戦争ごっこ
これ以前にも脚韻詩は書いていたのですが、行数に制限があったり、しりとり縛りだったりで、これほど自由に詩を書いたのは初めてでした。ただ、日本語で脚韻詩ってだけで泣くほど難しいんですよ、本当はね。
恵まれた国に生まれてさ
戦争ごっこでふざけてた
蛇口を捻れば水が出て冷たいと
枯れ果てた涙に気付かせてくれないよ
友達がみんな持っているオモチャ
自分だけが買ってもらえないことが
悔しさとか悲しさとかのモノサシ
きっとなにも変わらないまま大人に
恋人もいなくて
それはそれで気楽で
欲しい物が解らない
それもそれで変わらない
上手くいかなかった就職
どん底に叩きつける重力
飛行機が突っ込んだNY
世界中が騒然として注目
新聞記事にならない人生
祈りを捧げる日への認定
世界中のみんなで手を繋ぎましょうよ
そう言って「みんな」から摘み出そうと
ハズレくじを引いた誰かを
もう決まったことだからダメだよ
煮てさ焼いてさ食ってさ
あの頃の僕が手を振ってた
簡単に夢は砕けてさ
冷たい風に吹かれてた
頭を捻れば未来なら描けたし
どんな素敵な明日にしようか選べない
こどもの頃に持っていたオモチャ
あの子の方がいっぱい持っていることが
不幸だとか幸福だとか愚かしい
ちょっと良い方を貸してくれた友達
不平不満ばかりで
辺りを窺って赤い目
誰も彼もがお揃い
なんとなく恐ろしい
上手く調和しない温度
見えざる手の取る音頭
バスが吹き飛んだ倫敦
世界中が狂乱の輪舞曲
毎年八月の六日九日
夏休みの浮いた心が
輪になって肩を組み歌い出そうよ
そうやって弱者から奪い去ろうと
当たりくじを引いた私たち
でも本当は心から笑いたい
兵隊が鉄砲を撃ってる
あの頃の僕が首を振ってる
新聞記事にならない人生
祈りを捧げる日への認定
世界中のみんなで手を繋ぎましょうよ
そう言って「みんな」から摘み出そうと
ハズレくじを引いた誰かを
もう決まったことだからダメだよ
煮てさ焼いてさ食ってさ
あの頃の僕が手を振ってた
毎年八月の六日九日
夏休みの浮いた心が
輪になって肩を組み歌い出そうよ
そうやって弱者から奪い去ろうと
当たりくじを引いた私たち
でも本当は心から笑いたい
兵隊が鉄砲を撃ってる
あの頃の僕が首を振ってる
テーマも形式も自由っていうのが実は苦手で。
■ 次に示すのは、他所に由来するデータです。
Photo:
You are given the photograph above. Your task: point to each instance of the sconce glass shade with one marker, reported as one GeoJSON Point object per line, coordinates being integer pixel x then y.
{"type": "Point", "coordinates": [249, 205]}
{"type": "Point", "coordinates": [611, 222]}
好きに書いていいよって言われると、何を書いていいのか解らない。そんな私にとって、本作は実験でした。まず、何も決めないで、好き勝手に言葉を並べてみました。そうして出てきたワードが「戦争ごっこ」。お気に入りの韻は「水が出て冷たいと/気付かせてくれないよ」ですかね。これにとても好意的な感想を頂けたことで、調子に乗る切欠となりました。連載に至る、という感じ。